Before my son hopped out of the car, a teacher had found her way over to the little girl and walked her into the building. I was glad to see it, but I also know just how important peer support is. As a parent, the best thing you can hear from your kid is that another kid did something kind to them. We simply know how much it makes their day.
While my son didn't have the opportunity to help out that day — and I'm not sure he would've, simply because he didn't know the little girl — I know he understood that it would've been meaningful. I was, at the very least, glad we talked about how to help.
The truth is, we didn't know what was going on with that child. But watching the rough morning unfold right in front of us made me think about just how much kids are going through all the time. Being a kid is tough, no matter who you are!
I know that my own kids have had plenty of their own rough mornings in recent years. Whether it's because they were tired or cranky and didn't want to go to school or because they were struggling with something much bigger, they've had rough days, weeks, or even years.
Four years ago, my kids' father and I separated, and I feel we've all only settled into the full reality of two separate homes in the past year. I know there have likely been plenty of times when one or both of my kids have gone to school thinking about the stresses of home. Because no matter how well you try to navigate transitioning from one home to two, there are hurdles. There are scheduling conflicts, there is uncertainty, and there are lots and lots of tears. But the fact is, each and every family has their own struggles. That means kids are carrying more than their backpacks to school.
Sometimes they're carrying worry, fear, or anxiety, too.
At 7, my son might not fully understand his own impact yet. But my daughter, who is 12 and goes to a different school, definitely does. In that moment, she spoke up.
"I'll do it!" she said. "I'll go talk to her!" As a tween, my daughter has her own struggles with rough mornings and bad days. She's also learned so much about the importance of helping others and of being a good friend. She's definitely a "helper" and is happy to be one.
I didn't have anywhere to pull over and let my 12-year-old pink-haired big kid hop out of the car right then and go help. But I was glad to know that she understands why it matters. I know my son was listening, too.
There are a lot of ways to be a helper as a kid in school. Mostly, it's just about being inclusive. It's about not walking right by someone who is in need of a friend — even if you don't know that person. It's about asking someone who is usually by themself to sit with you at lunch, or play with you at recess. It's about offering kindness when you can tell someone needs it. And someone always needs it.
While grades and extracurriculars matter, I honestly think learning to include people is the most important thing kids can learn in school. It's one that affects absolutely everyone. If even a handful of kids in a class are practicing being visibly inclusive, there's a ripple effect. People take notice. More and more kids have better days because someone was kind to them, and that kindness keeps going.

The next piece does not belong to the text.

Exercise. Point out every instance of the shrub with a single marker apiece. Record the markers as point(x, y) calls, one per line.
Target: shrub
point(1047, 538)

As a parent, I think it's important to know that there is always a learning curve. Our kids aren't always going to do the best thing or the kindest thing — neither did we as kids, and we don't always as adults, either. But pointing out opportunities to be kind still goes a long way, as does demonstrating inclusivity in your own life. Things like inviting a new neighbor over for a coffee or inviting them to a gathering in an already fairly firm group are important.
Our kids see those acts of kindness. They feel the ripple effects, and those ripple effects are huge. Because if we all practiced slowing down and not walking right by someone who needs our help, the world would feel a whole lot kinder.